An exploratory mixed-method study will be conducted to test acceptance and trust of an AI-powered falls risk predictor system by inpatient hospital nurses
This protocol covers the trial component of a 4-year PhD research study covering focus group discussions with nurses on AI risk systems, workshops to gather feedback on the AI system and feasibility testing in a simulated environment and clinical environment
Study Type
INTERVENTIONAL
Allocation
NON_RANDOMIZED
Purpose
HEALTH_SERVICES_RESEARCH
Masking
NONE
Enrollment
60
FAIR is an alert system built into the hospital's electronic medical record system.

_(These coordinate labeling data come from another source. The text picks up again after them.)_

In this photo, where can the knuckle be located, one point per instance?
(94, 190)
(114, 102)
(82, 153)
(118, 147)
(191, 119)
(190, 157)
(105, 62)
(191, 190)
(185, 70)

It is an adaptation of a machine learning model for fall risk calculation built in another hospital in Singapore. FAIR combines multiple patient-specific variables to identify if a patient is at increased risk of falling during their inpatient stay, marking them as a 'falls risk'. Based on the 'flag' raised, the nurse will be instructed to prioritise her falls risk assessment of the patient (If deemed 'high risk') or to do so subsequently as a lower priority once other pressing patient care issues are resolved (if deemed 'low risk'). That way, it ensures the requirements of each patient receiving a falls risk assessment as scored through mWHeFRA are still met, with FAIR allowing nurses to better prioritise their focus and attention on the patient that most needs the assessment at point of admission,
The mWHeFRA is the hospital's standard falls risk assessment tool. All nurses are expected to be proficient in its use to guide their risk assessment of patients
Incidence of FAIR's flag acceptance
Examination of how often the flags raised by FAIR are accepted by nurses, and whether they are accepted or ignored correctly.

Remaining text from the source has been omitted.